A nivel mundial, estas condiciones cobran la vida de más de 76.000 madres y medio millón de bebés cada año. En regiones en desarrollo, la falta de equipos costosos suele retrasar los diagnósticos; sin embargo, esta nueva IA promete cambiar las reglas del juego al ser diseñada específicamente para entornos de bajos recursos, sin generar costos médicos adicionales para las familias.
El algoritmo que «lee» lo invisible
El verdadero hito de esta innovación no radica en la creación de una nueva prueba, sino en la optimización de las existentes. Mediante modelos de Machine Learning, la IA analiza los datos de un hemograma o cuadro hemático convencional —prueba estándar en cualquier control prenatal— y los combina con metadatos de la paciente.
El resultado es una «puntuación de salud materna» que alerta al personal médico sobre riesgos potenciales mucho antes de que aparezcan los síntomas físicos. «La Inteligencia Artificial contribuirá enormemente a predecir los resultados en lugar de limitarse a reaccionar ante la enfermedad», afirmó Francisco Vélez, Gerente General de Siemens Healthineers para Colombia, Perú y Ecuador.
Equidad sanitaria para Latinoamérica
Para una región como la nuestra, donde la infraestructura médica suele ser desigual y el gasto de bolsillo de los pacientes es alto, esta tecnología representa un avance histórico en equidad.
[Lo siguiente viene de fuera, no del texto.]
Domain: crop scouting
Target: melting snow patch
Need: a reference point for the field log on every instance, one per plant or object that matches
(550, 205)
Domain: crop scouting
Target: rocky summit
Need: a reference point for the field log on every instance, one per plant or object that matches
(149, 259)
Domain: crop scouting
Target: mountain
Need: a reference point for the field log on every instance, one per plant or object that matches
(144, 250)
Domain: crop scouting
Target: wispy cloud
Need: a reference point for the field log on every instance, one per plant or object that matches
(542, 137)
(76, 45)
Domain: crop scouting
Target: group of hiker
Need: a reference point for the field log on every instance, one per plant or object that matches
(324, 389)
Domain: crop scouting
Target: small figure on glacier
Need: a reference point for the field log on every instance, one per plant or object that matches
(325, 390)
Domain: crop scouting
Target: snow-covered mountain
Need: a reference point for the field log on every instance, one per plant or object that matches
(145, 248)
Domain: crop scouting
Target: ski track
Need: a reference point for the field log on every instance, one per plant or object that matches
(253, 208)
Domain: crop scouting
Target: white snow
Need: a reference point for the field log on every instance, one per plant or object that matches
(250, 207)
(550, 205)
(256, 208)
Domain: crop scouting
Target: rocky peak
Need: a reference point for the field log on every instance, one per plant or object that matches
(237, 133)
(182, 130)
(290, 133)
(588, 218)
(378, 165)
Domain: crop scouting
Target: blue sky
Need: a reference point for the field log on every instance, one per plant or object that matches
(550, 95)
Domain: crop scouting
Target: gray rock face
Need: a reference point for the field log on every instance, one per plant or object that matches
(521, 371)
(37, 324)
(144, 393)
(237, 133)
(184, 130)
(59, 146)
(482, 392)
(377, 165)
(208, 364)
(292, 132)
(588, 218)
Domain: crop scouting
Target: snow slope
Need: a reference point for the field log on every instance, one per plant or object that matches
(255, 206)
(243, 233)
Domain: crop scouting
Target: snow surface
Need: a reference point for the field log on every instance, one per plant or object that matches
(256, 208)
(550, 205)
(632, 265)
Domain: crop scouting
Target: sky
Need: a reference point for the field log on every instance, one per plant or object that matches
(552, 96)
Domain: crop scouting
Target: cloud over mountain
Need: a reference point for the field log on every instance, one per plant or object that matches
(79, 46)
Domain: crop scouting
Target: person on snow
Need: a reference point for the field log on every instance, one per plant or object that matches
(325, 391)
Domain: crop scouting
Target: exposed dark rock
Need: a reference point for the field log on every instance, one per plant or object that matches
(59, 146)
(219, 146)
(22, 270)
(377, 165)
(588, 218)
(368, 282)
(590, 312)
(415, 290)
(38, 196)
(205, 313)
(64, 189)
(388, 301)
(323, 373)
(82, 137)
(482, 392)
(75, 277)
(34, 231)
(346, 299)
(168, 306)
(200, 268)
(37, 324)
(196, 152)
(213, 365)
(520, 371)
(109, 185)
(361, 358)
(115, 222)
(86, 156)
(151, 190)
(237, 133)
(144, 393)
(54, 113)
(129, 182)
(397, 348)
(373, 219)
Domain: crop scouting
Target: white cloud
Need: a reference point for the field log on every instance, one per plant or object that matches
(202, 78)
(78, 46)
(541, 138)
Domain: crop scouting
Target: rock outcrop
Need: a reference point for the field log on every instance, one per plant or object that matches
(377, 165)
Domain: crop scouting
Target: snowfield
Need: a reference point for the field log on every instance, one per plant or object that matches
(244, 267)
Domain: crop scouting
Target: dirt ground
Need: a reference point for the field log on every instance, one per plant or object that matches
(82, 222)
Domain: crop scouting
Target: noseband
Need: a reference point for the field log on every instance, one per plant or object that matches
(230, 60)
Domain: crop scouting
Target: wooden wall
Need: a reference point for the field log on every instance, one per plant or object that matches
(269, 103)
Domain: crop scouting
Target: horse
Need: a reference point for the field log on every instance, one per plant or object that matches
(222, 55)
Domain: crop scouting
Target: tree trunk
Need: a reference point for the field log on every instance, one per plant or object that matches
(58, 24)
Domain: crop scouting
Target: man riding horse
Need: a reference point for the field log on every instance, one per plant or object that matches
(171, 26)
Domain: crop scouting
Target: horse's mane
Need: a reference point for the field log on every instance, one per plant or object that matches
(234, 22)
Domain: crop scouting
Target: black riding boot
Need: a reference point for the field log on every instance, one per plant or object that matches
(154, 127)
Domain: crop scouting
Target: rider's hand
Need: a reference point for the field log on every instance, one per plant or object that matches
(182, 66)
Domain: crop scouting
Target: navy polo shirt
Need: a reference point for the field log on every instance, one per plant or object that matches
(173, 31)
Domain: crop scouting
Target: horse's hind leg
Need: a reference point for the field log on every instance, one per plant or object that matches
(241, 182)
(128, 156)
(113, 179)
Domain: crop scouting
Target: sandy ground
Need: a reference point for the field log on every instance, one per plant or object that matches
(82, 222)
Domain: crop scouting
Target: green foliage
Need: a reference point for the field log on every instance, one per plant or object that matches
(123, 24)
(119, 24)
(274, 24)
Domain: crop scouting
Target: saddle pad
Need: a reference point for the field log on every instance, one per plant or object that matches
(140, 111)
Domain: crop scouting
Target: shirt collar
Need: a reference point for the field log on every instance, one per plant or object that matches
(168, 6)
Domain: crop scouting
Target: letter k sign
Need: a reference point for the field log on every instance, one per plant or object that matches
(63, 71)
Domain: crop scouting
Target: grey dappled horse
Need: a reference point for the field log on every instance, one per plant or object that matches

Al no requerir equipos sofisticados, se reduce la carga sobre los laboratorios locales y se acelera la intervención clínica en comunidades vulnerables.
Esta iniciativa busca cerrar la brecha de género en salud, reconociendo que las mujeres pasan una cuarta parte más de sus vidas con problemas de salud que los hombres. En los próximos meses, se publicarán los resultados de validación de estos algoritmos, marcando un paso firme hacia un futuro donde el código postal no determine las probabilidades de sobrevivir a un embarazo.